Meta Tic-Tac-Toe - Sean Reid

Screenshot of Meta Tic-Tac-Toe — Meta Tic-Tac-Toe.

Ultimate tic-tac-toe takes a game that's been solved since childhood and makes it genuinely hard. The board is a 3x3 grid of smaller tic-tac-toe boards. To win, you need to claim three sub-boards in a row. But the twist is what makes it interesting: the cell you play in determines which sub-board your opponent must play in next. Pick the top-right cell of any sub-board, and your opponent is forced to play in the top-right sub-board. This constraint turns a game of local tactics into one of global strategy.
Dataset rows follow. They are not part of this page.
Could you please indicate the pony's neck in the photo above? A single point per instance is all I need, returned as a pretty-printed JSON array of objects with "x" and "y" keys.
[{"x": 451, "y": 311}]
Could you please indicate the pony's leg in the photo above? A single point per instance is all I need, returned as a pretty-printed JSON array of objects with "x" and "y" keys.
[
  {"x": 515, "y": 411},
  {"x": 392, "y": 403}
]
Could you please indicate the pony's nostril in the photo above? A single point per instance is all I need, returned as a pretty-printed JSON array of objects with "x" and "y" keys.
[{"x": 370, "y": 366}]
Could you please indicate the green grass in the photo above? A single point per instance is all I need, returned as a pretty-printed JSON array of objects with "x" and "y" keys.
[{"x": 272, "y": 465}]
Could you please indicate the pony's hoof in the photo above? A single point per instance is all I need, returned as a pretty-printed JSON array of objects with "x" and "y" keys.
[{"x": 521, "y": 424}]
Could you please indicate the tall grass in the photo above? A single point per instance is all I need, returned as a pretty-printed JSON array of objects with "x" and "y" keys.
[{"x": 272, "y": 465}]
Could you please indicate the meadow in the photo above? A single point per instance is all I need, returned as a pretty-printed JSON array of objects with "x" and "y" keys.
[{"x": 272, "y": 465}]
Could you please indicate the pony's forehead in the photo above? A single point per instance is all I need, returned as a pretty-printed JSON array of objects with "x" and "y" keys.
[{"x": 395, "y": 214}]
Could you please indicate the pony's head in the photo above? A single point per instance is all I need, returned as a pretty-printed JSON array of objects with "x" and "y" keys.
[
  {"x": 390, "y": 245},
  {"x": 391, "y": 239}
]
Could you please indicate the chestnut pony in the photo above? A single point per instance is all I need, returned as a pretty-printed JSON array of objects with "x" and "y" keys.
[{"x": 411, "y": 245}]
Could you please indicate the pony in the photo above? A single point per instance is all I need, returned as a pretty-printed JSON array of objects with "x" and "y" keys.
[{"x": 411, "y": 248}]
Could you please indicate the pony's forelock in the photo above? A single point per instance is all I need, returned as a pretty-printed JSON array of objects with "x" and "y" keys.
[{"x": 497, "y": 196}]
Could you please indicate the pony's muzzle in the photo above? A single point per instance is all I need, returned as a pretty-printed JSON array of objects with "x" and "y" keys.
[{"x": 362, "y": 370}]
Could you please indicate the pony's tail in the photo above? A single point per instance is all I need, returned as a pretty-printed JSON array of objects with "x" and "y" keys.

Every move has consequences two layers deep.

Ultimate tic-tac-toe board — An Ultimate Tic-Tac-Toe board. Your move within a sub-board determines which sub-board your opponent must play in. Wikimedia Commons

When you're sent to a sub-board that's already been won or filled, you get a free choice of any open sub-board. This rule prevents deadlocks and creates moments of sudden strategic opportunity. Sending your opponent to a completed board gives them freedom, which is usually bad for you.

The AI

The opponent uses minimax with alpha-beta pruning, searching three plies deep. Minimax models the game as a two-player zero-sum decision process. Given a game state \(s\), the algorithm computes a value \(V(s)\) by recursing over all legal moves and alternating between the two players. At terminal or depth-limited states, a heuristic evaluation function provides the base case. The recurrence is:

\[V(s) = \begin{cases} \text{eval}(s) & \text{if } s \text{ is terminal or depth limit reached} \\ \max_{a \in A(s)} V(s') & \text{if it is the maximizer's turn} \\ \min_{a \in A(s)} V(s') & \text{if it is the minimizer's turn} \end{cases}\]

where \(A(s)\) is the set of legal actions in state \(s\) and \(s'\) is the successor state after taking action \(a\).

Game tree complexity

Three plies doesn't sound like much, but the branching factor in ultimate tic-tac-toe is large. When you're constrained to a single sub-board, there are up to 9 possible moves. When you have free choice (because the target sub-board is already won or filled), there can be dozens of legal moves spread across multiple open sub-boards. The effective branching factor \(b\) varies throughout the game but averages roughly \(b \approx 9\) in constrained positions and can spike above 40 in free-choice positions. With a search depth of \(d = 3\), a naive minimax explores on the order of \(O(b^d)\) nodes. In the constrained case that's \(9^3 = 729\) nodes; in free-choice positions it grows into the tens of thousands.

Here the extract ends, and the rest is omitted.